Israel is a family-oriented society to such an extent that 4.3 percent of the children born in Israel are ‘test tube babies’ conceived in vitro*, compared to one percent in the United States.

            The courts are constantly re-defining and expanding ‘reproductive rights’ – hallmarked by the 2013 case of the parents of a thirty year-old man who died of cancer whose sperm was used to produce a grandson based on his oral wishes, without a ‘biological will’ (see Defining ‘In a Family Way’). An even more far-reaching case involves a grandmother-to-be (come December 2016) whose only son was killed during his army service; on his deathbed she requested her son’s sperm be preserved and after a lengthy legal battle, the courts allowed the bereaved mother to engage an Israeli woman in her productive years to serve as a surrogate womb.
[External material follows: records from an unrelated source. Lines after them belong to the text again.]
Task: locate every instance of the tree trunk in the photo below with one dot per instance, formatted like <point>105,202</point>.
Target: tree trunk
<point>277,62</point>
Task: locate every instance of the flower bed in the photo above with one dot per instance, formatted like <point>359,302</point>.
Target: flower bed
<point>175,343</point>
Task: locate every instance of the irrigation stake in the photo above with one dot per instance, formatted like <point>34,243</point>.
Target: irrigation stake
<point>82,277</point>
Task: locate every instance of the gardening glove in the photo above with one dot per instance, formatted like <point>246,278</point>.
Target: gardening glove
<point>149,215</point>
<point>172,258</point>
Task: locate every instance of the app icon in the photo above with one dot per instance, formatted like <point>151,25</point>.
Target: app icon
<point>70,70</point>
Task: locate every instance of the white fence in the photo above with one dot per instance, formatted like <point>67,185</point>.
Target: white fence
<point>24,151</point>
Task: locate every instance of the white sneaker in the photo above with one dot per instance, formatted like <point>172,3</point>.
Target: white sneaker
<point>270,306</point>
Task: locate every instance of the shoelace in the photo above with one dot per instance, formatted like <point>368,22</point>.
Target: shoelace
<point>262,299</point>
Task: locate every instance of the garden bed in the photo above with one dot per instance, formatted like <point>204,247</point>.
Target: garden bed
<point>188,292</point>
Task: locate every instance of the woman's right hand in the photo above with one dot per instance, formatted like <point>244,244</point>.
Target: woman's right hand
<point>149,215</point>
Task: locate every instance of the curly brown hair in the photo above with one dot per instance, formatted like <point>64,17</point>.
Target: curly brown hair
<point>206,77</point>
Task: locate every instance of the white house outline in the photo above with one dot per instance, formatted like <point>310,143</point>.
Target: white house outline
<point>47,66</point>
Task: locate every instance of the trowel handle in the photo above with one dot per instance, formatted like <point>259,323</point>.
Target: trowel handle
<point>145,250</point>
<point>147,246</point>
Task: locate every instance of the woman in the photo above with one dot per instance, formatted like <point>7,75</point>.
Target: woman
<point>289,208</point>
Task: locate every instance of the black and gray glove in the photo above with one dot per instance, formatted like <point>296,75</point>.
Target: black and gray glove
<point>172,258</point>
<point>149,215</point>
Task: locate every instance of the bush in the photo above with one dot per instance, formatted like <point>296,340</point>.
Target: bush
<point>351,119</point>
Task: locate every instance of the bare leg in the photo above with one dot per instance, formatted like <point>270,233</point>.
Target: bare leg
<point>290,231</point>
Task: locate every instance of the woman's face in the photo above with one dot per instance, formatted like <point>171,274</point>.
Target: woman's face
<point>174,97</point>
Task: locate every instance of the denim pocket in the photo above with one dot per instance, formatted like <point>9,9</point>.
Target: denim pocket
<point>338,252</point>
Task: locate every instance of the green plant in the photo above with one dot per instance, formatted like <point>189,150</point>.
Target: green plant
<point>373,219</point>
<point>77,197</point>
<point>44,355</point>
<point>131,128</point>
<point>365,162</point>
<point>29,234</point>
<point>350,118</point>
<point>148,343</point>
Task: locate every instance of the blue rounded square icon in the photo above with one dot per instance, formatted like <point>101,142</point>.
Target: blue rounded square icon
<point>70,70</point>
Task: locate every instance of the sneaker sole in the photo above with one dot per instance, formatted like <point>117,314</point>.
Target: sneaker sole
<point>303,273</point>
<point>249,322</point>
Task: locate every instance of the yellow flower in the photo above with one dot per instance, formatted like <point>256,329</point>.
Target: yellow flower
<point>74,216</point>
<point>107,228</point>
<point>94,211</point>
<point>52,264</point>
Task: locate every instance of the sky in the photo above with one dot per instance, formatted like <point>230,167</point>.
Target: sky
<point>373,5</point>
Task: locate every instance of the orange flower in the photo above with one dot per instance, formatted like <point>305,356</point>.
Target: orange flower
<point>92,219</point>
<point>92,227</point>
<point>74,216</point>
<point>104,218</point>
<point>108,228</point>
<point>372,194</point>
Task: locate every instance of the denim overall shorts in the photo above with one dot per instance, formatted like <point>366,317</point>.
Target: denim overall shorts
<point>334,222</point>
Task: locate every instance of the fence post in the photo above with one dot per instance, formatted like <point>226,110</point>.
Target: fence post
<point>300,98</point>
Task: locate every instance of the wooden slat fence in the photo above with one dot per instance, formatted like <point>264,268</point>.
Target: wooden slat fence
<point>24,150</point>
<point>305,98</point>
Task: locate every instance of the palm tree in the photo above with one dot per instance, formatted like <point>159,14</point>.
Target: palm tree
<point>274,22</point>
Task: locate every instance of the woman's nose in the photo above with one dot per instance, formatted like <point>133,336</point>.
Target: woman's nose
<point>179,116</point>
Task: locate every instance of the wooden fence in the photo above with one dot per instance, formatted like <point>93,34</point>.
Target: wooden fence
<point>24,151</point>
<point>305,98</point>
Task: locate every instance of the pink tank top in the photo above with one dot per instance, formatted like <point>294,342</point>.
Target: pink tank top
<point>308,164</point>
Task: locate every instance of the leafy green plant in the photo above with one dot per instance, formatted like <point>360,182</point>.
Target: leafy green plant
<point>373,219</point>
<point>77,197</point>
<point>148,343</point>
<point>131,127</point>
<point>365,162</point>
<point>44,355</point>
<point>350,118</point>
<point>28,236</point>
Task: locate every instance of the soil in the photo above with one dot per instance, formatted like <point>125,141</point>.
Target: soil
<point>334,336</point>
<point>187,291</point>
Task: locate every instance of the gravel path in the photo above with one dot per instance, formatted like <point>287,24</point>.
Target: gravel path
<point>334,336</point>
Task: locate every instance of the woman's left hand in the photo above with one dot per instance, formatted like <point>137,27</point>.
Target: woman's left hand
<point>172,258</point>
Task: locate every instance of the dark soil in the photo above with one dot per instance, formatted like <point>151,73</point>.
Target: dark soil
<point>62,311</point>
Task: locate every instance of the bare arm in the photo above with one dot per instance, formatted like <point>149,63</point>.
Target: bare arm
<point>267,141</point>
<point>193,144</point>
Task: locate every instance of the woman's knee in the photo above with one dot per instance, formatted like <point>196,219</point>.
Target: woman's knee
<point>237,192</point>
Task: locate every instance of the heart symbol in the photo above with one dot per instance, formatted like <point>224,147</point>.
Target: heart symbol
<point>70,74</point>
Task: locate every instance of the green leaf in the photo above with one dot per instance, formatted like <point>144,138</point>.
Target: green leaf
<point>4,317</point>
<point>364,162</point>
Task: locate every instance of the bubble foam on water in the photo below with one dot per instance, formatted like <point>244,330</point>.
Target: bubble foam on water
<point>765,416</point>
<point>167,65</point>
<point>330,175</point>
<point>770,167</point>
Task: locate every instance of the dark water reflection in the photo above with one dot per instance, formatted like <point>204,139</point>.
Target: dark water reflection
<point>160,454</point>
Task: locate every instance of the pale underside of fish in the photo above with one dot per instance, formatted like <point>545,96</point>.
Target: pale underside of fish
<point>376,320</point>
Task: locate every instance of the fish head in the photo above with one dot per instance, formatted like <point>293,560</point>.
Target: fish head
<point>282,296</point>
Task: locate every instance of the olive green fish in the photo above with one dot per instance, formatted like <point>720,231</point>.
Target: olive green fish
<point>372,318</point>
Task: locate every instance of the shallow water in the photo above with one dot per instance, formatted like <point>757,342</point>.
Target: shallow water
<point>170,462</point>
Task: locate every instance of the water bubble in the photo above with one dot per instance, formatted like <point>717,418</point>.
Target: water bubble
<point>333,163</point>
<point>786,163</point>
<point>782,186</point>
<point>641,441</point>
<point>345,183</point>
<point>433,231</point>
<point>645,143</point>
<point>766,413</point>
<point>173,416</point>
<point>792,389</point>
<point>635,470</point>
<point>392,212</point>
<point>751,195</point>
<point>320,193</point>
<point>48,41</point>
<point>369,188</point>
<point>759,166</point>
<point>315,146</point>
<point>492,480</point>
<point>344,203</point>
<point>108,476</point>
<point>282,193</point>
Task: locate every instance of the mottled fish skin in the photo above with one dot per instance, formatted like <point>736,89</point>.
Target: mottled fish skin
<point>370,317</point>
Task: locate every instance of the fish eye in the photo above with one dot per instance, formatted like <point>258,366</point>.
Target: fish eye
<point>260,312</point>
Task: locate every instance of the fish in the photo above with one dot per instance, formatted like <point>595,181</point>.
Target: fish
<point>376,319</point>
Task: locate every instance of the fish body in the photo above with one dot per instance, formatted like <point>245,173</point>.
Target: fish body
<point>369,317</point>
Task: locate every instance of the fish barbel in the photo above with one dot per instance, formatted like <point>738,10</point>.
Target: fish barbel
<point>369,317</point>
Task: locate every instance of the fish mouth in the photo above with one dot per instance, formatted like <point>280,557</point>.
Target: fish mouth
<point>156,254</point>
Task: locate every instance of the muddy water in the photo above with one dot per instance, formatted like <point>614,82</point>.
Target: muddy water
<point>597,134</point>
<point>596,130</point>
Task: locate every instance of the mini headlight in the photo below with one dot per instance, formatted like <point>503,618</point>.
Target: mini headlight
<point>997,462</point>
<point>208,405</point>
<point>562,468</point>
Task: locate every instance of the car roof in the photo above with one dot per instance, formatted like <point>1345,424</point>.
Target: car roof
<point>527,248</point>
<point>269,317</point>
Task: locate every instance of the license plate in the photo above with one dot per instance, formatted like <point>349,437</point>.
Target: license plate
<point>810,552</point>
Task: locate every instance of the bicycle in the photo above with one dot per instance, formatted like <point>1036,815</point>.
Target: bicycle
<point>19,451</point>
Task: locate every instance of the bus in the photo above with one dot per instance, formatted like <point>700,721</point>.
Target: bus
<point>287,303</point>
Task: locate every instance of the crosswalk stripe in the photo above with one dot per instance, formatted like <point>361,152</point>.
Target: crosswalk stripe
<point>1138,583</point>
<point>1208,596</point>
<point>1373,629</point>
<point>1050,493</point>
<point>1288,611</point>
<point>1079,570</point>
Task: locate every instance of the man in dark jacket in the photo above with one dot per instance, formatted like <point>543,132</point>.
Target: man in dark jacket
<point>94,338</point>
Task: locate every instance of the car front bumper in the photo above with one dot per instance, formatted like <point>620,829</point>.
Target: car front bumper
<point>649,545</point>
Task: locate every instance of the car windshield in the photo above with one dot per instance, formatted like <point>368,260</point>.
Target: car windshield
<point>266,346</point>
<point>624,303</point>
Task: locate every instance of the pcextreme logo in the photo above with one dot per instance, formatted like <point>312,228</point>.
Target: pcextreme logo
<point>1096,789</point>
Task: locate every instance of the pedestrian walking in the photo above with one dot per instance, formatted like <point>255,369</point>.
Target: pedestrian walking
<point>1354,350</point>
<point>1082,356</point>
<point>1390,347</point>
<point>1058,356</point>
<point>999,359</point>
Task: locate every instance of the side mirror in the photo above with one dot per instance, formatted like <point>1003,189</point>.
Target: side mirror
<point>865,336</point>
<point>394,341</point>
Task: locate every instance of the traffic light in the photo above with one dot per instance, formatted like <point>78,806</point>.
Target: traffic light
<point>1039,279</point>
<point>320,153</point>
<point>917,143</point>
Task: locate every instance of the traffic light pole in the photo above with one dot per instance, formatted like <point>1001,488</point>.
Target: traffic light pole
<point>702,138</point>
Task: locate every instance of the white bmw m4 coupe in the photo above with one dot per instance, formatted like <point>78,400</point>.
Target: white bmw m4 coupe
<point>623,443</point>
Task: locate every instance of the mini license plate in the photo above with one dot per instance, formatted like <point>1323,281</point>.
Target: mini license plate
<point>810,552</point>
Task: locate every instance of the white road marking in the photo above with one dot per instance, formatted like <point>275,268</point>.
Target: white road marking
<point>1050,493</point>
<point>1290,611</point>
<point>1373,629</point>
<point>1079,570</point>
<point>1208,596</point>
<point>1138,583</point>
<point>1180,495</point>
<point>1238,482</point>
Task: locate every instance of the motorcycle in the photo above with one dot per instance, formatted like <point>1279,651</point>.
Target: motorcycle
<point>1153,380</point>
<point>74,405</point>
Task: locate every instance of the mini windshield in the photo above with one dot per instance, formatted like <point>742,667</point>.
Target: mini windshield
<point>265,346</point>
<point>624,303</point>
            Who needs assisted-reproduction technologies?

            Among Israeli Jews, it’s usually a fertility issue with the woman, revealed fertility specialist Professor Fu’ad Mohamed Azam, head of the fertility and in vitro department at Ichelov Hospital in Tel Aviv. Among Israeli Arabs a huge percentage of the cases involve men with low sperm counts caused not only by fat saturated diets and heavy smoking, but also from drinking enormous quantities of Turkish coffee! (Yediot) Photo credit:  Wikipedia commons - Eaeeae


* 35,000 procedures annually, covered by National Insurance (i.e. not all produce a pregnancy). 



Three girls strolling down the street in Givatayim were slapped with what is surely one of the strangest improper conduct cases on record: The threesome - on their way home at 1:20 in the morning on a Sunday night- was accosted not by a would-be rapist or mugger, God forbid; it’s quite safe for teens to be ‘out and about’ in the wee hours of the night and there are no teen curfews in Israel.

            The three girls let out a blood-curdling shriek when a cockroach jumped out of the dark and crossed their path…as fate would have it, right in front of the local police station. A vigilant cop slapped the girls with a 350 NIS ($92) fine for “making noise” after 10 PM, causing a public nuisance… (Yediot) Photo credit: Edvard Munch’s The Scream 



Members of kibbutz Ein Gedi on the shores of the Dead Sea voted 69 in favor and 90 against establishing a synagogue* on their kibbutz fearing such an edifice would “change the secular character of the kibbutz”…rather ironic considering Ein Gedi already has a  synagogue…a synagogue that stood at Ein Gedi 1,600 years ago, discovered in the mid-1960s by the kibbutzniks themselves while ploughing their fields. (Israel HaYom and Ynet) Photo credit:  Israel Parks Authority



* The proposed full-scale reconstructed replica of the ancient synagogue…with an adjoining mikva (ritual bath) was envisioned as a drawing card to serve religious tourists and attract potential wedding parties. In fact, with the same religious clientele in mind, the kibbutz dining hall recently obtained a kashrut license - for business reasons.